Arda Güler'in damgasını vurduğu son bir ay her haliyle çok ilginçti. Aslında onun sahada olduğu önceki dönem de çok ilginçti. Sahada müthiş işler yapan olağanüstü bir yetenek vardı ve üstelik zaman zaman sahada da değildi'
Fakat yine de bizler, çoğu zaman sahada parlayan genç bir yıldız adayı görürüz ve onu tartışırız. Bu kısa alışığız. Fakat Real Madrid ile Barcelona'yı peşinden koşturan bir oyuncuyu her zaman görmüyoruz. Haliyle hem futbolsever olarak bizler, hem Fenerbahçe yönetimi, hem Fenerbahçe taraftarı hem de basınımız fena çuvalladı. Hatta bana kalırsa Arda Güler'in ekibi de peki sağlıklı iş yapamadı.
İstanbul depremi gibi bir süreçti.
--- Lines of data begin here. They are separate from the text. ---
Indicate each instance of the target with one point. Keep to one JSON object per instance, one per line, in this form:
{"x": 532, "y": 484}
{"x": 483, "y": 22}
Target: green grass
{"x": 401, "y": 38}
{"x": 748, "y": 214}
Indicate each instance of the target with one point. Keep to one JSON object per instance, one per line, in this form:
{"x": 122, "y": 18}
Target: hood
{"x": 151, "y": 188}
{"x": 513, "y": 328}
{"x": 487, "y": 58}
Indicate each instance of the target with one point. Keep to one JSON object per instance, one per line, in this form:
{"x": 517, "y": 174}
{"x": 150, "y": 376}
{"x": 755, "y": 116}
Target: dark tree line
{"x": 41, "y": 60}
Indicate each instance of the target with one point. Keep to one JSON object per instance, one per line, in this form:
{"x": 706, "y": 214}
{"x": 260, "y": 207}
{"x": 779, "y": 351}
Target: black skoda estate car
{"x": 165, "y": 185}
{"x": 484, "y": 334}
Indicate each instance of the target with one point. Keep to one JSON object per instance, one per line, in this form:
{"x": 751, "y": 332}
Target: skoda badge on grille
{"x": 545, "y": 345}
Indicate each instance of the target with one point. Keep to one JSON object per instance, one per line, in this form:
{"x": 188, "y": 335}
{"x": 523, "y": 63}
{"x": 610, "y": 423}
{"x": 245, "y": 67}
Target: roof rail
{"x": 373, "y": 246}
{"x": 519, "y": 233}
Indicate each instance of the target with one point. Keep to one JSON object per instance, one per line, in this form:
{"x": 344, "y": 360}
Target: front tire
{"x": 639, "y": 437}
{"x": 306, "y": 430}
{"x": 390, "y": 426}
Bağıra bağıra gelen bir yıldız vardı ama kimse onun ortaya çıkışına hazırlanmamıştı!
Çok uzun bir yazı olacak; bakalım sonu nereye varacak?
Aslında sonu kadar, nereden başlayacağımı da bilmiyorum. Fakat ilk olarak, yakın çevreme söylediğim bir cümleden bahsetmek istiyorum. Arda Güler, Galler'e enfes golü attığında Fenerbahçeli taraftarlar gururlanmış ve her yerde bu golü paylaşmıştı. Gayet doğaldı. Ertesi sezon takımı üzerine kurmayı düşündükleri yıldızları, onları bir kez daha mahcup etmemişti. Ben de o maça kadar Arda'nın 2023-24 sezonunda Fenerbahçe'de kalacağını düşünüyordum. Fakat golü gördükten sonra fikrim değişmişti. Fenerbahçeli arkadaşlarıma "Bu gole ileride çok üzüleceksiniz" demiştim.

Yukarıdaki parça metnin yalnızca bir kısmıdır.